News/Research

Eric Paulos and Unmaking

27 Oct, 2017

Eric Paulos and Unmaking

Last year, BCNM was proud to support four amazing projects in our first faculty research seed grant awards, adjudicated by our alumni. Read about how Eric Paulos and his team have leveraged this funding to provide artists and designers with opportunities to plan for failure.

Eric Paulos, Associate Professor in Electrical Engineering Computer Science and Chief Learning Officer at the Jacobs Institute for Design Innovation, and Computer Science graduate Jasper O'Leary, are exploring how new design techniques enabled by digital fabrication can also be exploited to allow an artist or designer to not only create a final form but also plan in the design for its destruction and failure - to be creative with the material process of unmaking.

Inspired by the work of Gustav Metzger and his Auto- Destructive Art Movement, their work is part of an effort to develop design tools that allow individuals to “design in” the decay and auto-destructive elements of an object and embed it within its final form. Their project seeks to enable failure, decay, or wear to be foregrounded as part of the create effort of digital fabrication and design, in which the creator chooses to reveal or hide the failure.

Paulos and O'Leary used standard modeling tools such as Rhino 3D with embedded scripting tools to modify its behavior, as well as inverted Finite-Element Methods (FEM) algorithms in which the user designs part of the model to have an increased percentage of failure that may or may not manifest physically in the final part. In particular, they chose to explore heating as an unmaking technique.

In unmaking by segmentation, Paulos and O'Leary created a paradigm to allow the user to separate the model into functional parts, which are attached with hinges. Upon applying heat, the object becomes unhinged, and the designer can then iterate on certain parts (such as a grip or handle), rather than re-fabricating the entire object.
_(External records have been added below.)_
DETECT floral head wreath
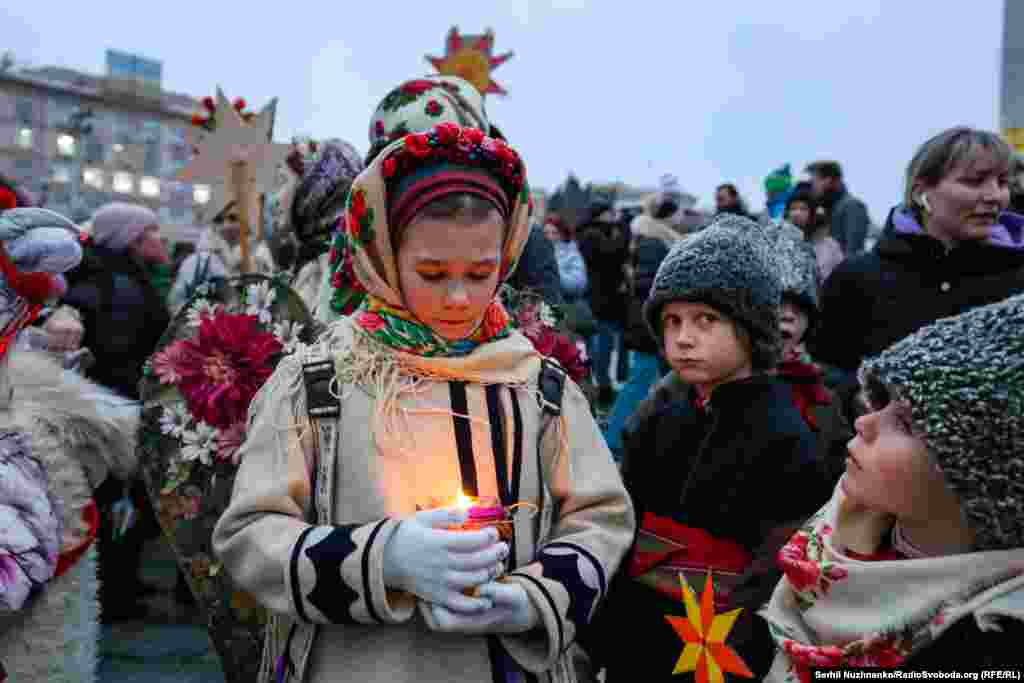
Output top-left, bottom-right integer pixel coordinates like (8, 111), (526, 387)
(381, 123), (525, 206)
(322, 123), (532, 317)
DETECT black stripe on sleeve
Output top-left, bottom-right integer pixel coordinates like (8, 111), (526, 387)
(361, 519), (388, 622)
(449, 382), (480, 498)
(289, 526), (316, 624)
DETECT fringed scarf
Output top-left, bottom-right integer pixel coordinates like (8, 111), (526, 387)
(761, 484), (1024, 683)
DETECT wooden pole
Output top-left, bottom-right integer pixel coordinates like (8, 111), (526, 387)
(231, 161), (252, 274)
In unmaking by addition, Paulos and O'Leary examined value-adding with the notion of a patina, which is a film or impression on the surface of an artifact’s form weathering over time. The user selects an object, and then a surface on that object on which the patina will form, under which a heating element is embedded.

Paulos and O'Leary hope their work will alter mainstream discussion around making to include making and unmaking as part of the design process. They hope to offer their innovative unmaking technologies as low-cost and accessible, and provide new opportunities for education, participation, and personalization by other non-experts into a novel making technique focused on function, technology, and creative unmaking.